When Hurricane Beryl was rushing across the Atlantic basin in July, the weather forecasting tool made by Google Deepmind, the tech company’s artificial intelligence unit, saw something other models missed. Deepmind’s AI-driven program, called GraphCast, forecast the storm would take a sharp turn away from southern Mexico to southern Texas nearly a week earlier than conventional forecasts did – and it was right.

The dramatic prediction shows the promise of new AI-driven weather models amid a destructive hurricane season that also featured Helene and Milton. With the season winding down, meteorological agencies and tech companies are taking a look at how these new models stacked up against traditional ones. Early returns suggest AI is capable of eerily accurate forecast tracks even as models still need to improve their skill with other metrics.

Scientists have made incredible progress using models that rely on physics to make storm predictions. Three-day forecasts for hurricane tracks were off by an average of 520 miles in 1970. Today, it’s a tenth of that. Four- and five-day projections didn’t even begin until after 2000 and have also seen dramatic progress over the past two decades. But physics-driven models’ phenomenal rate of improvement is slowing down, just as climate change is speeding up.

“It’s becoming increasingly difficult to make advances in that field,” said RĂ©mi Lam, a research scientist at Google DeepMind.

The Beryl projection is only one recent highlight of how AI is pushing the boundaries of hurricane forecasting. An analysis presented this week at a hurricane forecast improvement conference in Miami looked at how well GraphCast did from 2021 to 2024. It beat out the conventional models in both the Atlantic and Pacific hurricane basins over the first five days of a storm, said Ferran Alet, a research scientist at Google DeepMind. Its forecasts hit the mark 12 hours faster than the US Global Weather Forecast System.

Yet another AI-driven model from the European Centre for Medium-Range Weather Forecasts (ECMWF) projected that Hurricane Francine would hit Louisiana 10 days beforehand, well in advance of most other models.

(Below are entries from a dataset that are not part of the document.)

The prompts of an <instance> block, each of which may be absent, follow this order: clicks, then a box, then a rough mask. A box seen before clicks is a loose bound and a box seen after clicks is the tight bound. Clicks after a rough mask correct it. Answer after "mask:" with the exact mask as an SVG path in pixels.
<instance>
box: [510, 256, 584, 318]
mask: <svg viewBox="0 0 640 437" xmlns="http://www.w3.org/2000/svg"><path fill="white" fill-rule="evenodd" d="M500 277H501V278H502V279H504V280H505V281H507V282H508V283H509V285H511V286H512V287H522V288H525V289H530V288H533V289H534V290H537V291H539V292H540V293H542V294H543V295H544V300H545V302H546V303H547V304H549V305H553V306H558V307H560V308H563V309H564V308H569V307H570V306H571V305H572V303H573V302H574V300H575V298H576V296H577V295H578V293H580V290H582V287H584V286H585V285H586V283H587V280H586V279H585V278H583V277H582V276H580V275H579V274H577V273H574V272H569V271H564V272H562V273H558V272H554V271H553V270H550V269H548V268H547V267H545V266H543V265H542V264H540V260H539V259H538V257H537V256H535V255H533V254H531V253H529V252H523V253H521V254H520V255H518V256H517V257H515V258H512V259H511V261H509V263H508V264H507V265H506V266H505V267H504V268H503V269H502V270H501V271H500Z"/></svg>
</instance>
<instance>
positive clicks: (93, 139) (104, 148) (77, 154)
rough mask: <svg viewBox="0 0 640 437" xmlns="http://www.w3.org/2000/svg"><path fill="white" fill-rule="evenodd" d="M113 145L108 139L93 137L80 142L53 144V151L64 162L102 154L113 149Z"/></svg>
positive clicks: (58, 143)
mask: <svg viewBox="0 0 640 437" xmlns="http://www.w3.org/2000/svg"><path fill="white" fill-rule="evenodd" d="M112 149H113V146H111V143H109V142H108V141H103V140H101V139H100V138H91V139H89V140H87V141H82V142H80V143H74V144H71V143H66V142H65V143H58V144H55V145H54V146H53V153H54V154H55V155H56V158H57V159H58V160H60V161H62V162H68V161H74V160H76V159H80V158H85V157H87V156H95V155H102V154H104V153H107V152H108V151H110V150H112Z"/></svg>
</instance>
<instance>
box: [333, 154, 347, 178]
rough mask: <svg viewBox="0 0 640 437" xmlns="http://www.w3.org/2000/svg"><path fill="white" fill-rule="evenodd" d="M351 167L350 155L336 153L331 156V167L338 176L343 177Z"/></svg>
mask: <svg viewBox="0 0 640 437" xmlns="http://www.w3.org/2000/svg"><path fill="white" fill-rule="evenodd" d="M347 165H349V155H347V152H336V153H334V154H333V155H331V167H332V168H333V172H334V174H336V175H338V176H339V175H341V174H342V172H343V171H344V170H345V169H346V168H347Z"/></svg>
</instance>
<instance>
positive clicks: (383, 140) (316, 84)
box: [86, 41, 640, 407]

While they’re good at charting where storms will go, the models are somewhat blind to other critical elements, particularly intensity. GraphCast is trained to resolve conflicting predictions by averaging them out, which tends to under-predict wind speed. AIs are discouraged from making mistakes, said Ryan Keisler, who authored a 2022 paper credited with kickstarting recent research advances, so they commonly forecast lower wind intensity estimates rather than return higher, rarer and potentially wrong results.

But the benefits of AI are becoming increasingly clear, even beyond how accurate their track forecasts are.

GraphCast can generate a 10-day weather prediction in under a minute on a machine Lam said is “bigger than a laptop, but you can hold it in your hands.” In comparison, it can take standard models about an hour to do the same on a supercomputer. GraphCast has also performed with more than 90% greater accuracy than the standard physics-based model put together by the ECMWF, considered the gold standard.

DeepMind’s approach has proven so compelling, ECMWF has borrowed it to produce its own AI model, which already edges out the group’s conventional one. Advanced-computing giant NVIDIA’s weather AI is called FourCastNet that belongs to a larger suite of tools available on the company’s Earth-2 platform, which it bills as a “climate digital twin” of the third planet from the Sun. Huawei’s Pangu-Weather project also outperforms the European medium-range standard on the variables tested, and Fudan University’s FuXi beats it on 15-day forecasts.

Leading weather models, like the ECMWF’s and the US National Oceanic and Atmospheric Administration’s, are enormous catalogs of physical equations governing the atmosphere. In comparison, AI models don’t know physics. Instead, they start with a neural network or other learning platform and are fed training data – lots of it for every point on the globe. Many rely on ECMWF’s historical weather simulation database and also observations.

ECMWF expects to use its model in general weather forecasting operations next year. But there will still be physics-based guardrails.

“We’re not looking at turning off the physical system,” said Matthew Chantry, ECMWF’s machine learning coordinator. “We’re looking to run two systems that, for the moment, have their own strengths and weaknesses.”

Ultimately, researchers want their AI products to help meteorologists issue forecasts that can better protect lives and property. Attendees at COP29 climate talks in Baku, Azerbaijan, are also discussing ways that AI can help deal with climate change, marking a shift from the usual discussions around AI’s emissions.

Amy McGovern, a weather and AI expert at the University of Oklahoma, is part of a drive to ensure that products can be tested against common benchmarks – a key trust-building exercise. “Extreme Weather Bench” is the name of a system she’s developing to do just that as part of startup Brightband, where she is the lead AI and meteorology strategist and Keisler works as chief scientist. When the platform launches early next year, she expects it to provide a standardized and open-source library of past extreme weather events, where people can test how AI models perform against each other.

“We’re trying to really make sure that what we’re generating is trustworthy,” McGovern said, and discovering “what it means to be trustworthy.”